1937 film by Frank R. Strayer

Hot Water is a 1937 American comedy film directed by Frank R. Strayer and starring Jed Prouty, Shirley Deane and Spring Byington. It is part of the Jones Family series of films. The Jones father decides to run for mayor, leading the current incumbent to try to disgrace his son.

The film's sets were designed by the art director Chester Gore.

==Critical reception==
Modern Screen’s Leo Townsend noted that this was the latest film in a popular series, and commented, "If you’ve seen one of these family flickers, you’ve seen them all", and he attributed their success to the "true picturizations of the average American home life." He wrote fondly of the returning characters and concluded with the observation, "Plot and production are of relative unimportance in these pictures, compared to the true-to-life characterizations of the cast, which could hardly be improved upon in any case."

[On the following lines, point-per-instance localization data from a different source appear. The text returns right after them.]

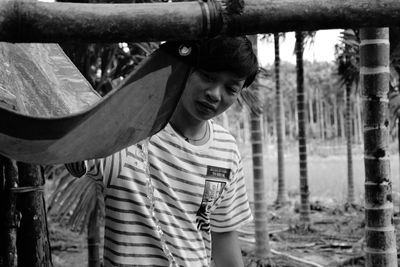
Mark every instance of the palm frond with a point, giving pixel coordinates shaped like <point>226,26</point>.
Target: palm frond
<point>74,199</point>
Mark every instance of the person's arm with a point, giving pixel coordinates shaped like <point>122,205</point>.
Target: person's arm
<point>226,249</point>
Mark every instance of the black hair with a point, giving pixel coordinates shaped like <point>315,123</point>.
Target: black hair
<point>221,53</point>
<point>233,54</point>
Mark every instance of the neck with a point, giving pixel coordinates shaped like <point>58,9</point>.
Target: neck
<point>189,128</point>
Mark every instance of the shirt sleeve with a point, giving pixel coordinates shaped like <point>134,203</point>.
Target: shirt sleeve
<point>234,209</point>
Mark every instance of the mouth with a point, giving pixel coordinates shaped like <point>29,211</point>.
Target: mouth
<point>205,106</point>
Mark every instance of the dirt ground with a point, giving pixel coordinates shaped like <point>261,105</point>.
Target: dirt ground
<point>334,238</point>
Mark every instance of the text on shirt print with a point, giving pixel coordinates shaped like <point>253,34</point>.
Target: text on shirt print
<point>215,183</point>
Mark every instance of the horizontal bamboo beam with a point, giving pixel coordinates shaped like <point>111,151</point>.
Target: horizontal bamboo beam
<point>23,21</point>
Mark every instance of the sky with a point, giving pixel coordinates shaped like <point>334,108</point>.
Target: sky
<point>321,50</point>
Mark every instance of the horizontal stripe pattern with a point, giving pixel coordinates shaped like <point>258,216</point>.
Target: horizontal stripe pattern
<point>180,176</point>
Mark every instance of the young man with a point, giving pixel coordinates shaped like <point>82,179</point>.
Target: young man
<point>177,198</point>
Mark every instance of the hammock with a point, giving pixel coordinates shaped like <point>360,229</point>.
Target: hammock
<point>50,114</point>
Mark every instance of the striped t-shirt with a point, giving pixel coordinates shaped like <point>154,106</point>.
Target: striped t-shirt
<point>197,189</point>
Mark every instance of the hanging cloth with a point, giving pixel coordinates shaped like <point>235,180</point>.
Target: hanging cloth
<point>49,113</point>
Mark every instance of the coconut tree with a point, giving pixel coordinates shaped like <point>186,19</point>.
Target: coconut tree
<point>380,238</point>
<point>260,203</point>
<point>304,190</point>
<point>79,204</point>
<point>347,58</point>
<point>282,197</point>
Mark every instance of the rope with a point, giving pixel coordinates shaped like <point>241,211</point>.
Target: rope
<point>27,189</point>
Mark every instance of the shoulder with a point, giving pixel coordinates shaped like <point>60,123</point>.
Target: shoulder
<point>222,134</point>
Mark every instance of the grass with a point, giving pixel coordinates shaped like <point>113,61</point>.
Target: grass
<point>327,173</point>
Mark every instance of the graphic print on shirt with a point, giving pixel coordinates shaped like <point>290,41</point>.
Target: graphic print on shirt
<point>214,185</point>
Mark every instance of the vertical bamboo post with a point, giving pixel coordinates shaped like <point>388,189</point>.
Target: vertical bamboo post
<point>32,238</point>
<point>280,131</point>
<point>380,249</point>
<point>260,200</point>
<point>8,212</point>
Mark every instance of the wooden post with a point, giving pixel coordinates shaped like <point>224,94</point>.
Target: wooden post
<point>9,217</point>
<point>32,238</point>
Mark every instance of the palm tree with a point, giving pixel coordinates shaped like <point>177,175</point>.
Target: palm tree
<point>260,203</point>
<point>380,249</point>
<point>282,197</point>
<point>304,190</point>
<point>347,58</point>
<point>80,203</point>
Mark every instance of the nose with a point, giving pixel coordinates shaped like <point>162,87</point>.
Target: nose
<point>213,93</point>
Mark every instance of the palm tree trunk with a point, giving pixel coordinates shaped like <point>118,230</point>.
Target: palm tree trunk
<point>282,195</point>
<point>32,238</point>
<point>335,117</point>
<point>304,191</point>
<point>8,213</point>
<point>380,238</point>
<point>350,178</point>
<point>260,199</point>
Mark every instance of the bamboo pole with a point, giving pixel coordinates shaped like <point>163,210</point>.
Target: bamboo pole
<point>23,21</point>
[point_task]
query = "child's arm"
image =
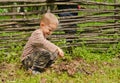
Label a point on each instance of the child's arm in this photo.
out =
(38, 40)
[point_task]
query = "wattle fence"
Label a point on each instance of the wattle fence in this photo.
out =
(98, 23)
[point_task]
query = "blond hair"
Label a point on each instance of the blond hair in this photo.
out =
(48, 18)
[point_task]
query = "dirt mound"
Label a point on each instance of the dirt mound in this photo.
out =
(74, 66)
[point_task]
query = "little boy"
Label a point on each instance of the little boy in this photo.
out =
(39, 53)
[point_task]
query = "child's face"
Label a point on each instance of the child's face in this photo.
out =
(48, 29)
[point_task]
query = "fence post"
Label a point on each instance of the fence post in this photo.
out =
(116, 11)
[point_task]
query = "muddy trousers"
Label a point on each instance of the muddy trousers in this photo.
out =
(39, 60)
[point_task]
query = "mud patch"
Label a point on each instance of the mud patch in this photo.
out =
(75, 66)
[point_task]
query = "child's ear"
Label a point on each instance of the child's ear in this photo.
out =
(42, 24)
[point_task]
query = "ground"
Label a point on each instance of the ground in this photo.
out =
(9, 71)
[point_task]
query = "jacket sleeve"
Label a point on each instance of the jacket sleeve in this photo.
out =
(38, 40)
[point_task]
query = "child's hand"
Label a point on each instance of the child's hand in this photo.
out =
(60, 52)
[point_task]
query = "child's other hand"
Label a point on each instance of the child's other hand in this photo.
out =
(60, 53)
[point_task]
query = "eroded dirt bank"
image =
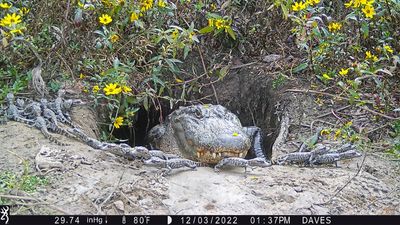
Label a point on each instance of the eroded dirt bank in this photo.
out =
(94, 182)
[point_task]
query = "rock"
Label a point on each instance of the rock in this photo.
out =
(272, 58)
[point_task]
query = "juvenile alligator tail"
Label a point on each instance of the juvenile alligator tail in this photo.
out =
(59, 130)
(51, 138)
(257, 145)
(23, 120)
(200, 164)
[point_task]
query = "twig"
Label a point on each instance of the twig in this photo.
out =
(206, 71)
(337, 117)
(324, 93)
(380, 114)
(242, 65)
(110, 195)
(347, 183)
(321, 121)
(378, 128)
(329, 113)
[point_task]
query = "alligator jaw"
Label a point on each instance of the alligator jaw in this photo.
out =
(208, 156)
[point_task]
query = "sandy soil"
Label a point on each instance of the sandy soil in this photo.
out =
(88, 181)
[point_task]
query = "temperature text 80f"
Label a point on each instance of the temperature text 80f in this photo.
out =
(270, 220)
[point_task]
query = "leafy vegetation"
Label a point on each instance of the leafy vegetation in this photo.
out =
(133, 54)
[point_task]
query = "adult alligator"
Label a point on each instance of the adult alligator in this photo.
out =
(207, 134)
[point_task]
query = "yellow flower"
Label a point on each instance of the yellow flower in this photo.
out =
(213, 7)
(388, 48)
(175, 34)
(309, 2)
(17, 31)
(126, 89)
(210, 22)
(105, 19)
(134, 16)
(145, 5)
(326, 76)
(219, 23)
(11, 19)
(344, 72)
(95, 88)
(23, 11)
(112, 89)
(369, 11)
(114, 38)
(161, 4)
(5, 5)
(369, 55)
(348, 4)
(325, 132)
(297, 6)
(337, 134)
(349, 124)
(118, 122)
(334, 26)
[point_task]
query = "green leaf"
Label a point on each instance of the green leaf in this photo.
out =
(365, 29)
(206, 30)
(146, 103)
(231, 33)
(185, 52)
(300, 67)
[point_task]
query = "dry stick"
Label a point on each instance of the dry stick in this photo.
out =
(206, 71)
(329, 113)
(347, 183)
(321, 121)
(323, 93)
(337, 117)
(380, 114)
(109, 196)
(378, 128)
(242, 65)
(66, 64)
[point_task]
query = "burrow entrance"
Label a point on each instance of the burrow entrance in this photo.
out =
(248, 95)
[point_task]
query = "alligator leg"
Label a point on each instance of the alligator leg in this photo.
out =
(256, 136)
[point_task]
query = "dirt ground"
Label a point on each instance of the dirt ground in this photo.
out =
(83, 180)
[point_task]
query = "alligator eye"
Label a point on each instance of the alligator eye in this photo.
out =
(198, 114)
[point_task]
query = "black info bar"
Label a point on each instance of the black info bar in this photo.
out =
(200, 220)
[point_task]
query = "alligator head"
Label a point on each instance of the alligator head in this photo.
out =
(205, 133)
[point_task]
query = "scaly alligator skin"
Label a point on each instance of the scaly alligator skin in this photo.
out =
(40, 123)
(205, 133)
(240, 162)
(13, 113)
(171, 163)
(302, 157)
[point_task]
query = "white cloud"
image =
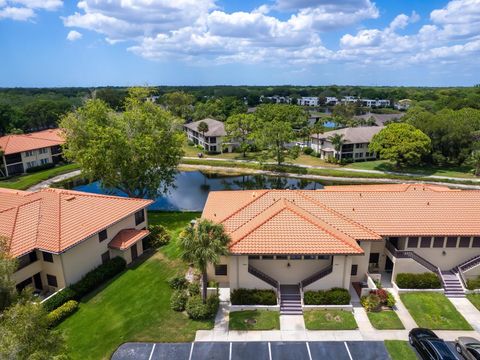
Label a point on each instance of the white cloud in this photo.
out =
(74, 35)
(15, 13)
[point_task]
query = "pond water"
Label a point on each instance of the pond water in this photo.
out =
(192, 188)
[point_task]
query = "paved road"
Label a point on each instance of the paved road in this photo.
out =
(275, 350)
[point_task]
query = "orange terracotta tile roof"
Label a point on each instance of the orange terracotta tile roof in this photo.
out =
(12, 144)
(333, 219)
(54, 220)
(126, 238)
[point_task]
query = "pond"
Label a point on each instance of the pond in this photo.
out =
(192, 188)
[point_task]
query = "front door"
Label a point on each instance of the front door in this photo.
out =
(37, 279)
(134, 252)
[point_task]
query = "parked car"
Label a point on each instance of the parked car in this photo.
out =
(429, 345)
(468, 347)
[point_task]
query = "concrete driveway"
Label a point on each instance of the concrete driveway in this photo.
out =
(275, 350)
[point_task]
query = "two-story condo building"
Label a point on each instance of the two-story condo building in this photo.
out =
(212, 140)
(319, 239)
(24, 151)
(355, 143)
(59, 235)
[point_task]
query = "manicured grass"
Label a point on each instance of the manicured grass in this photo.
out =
(400, 350)
(474, 299)
(385, 320)
(329, 320)
(434, 311)
(254, 320)
(135, 306)
(23, 182)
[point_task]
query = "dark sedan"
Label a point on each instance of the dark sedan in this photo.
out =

Motion Picture Herald wrote, "Having continued through five pictures, the entertainment worth and commercial value of
"The Jones Family" series, particularly, as neighborhood and small town theatre attractions, is generally recognized. Clean, wholesome, comic and gayly exciting that manner in which they treat of domestic comedy, drama and romance is intimately familiar."

==Bibliography==
- Bernard A. Drew. Motion Picture Series and Sequels: A Reference Guide. Routledge, 2013.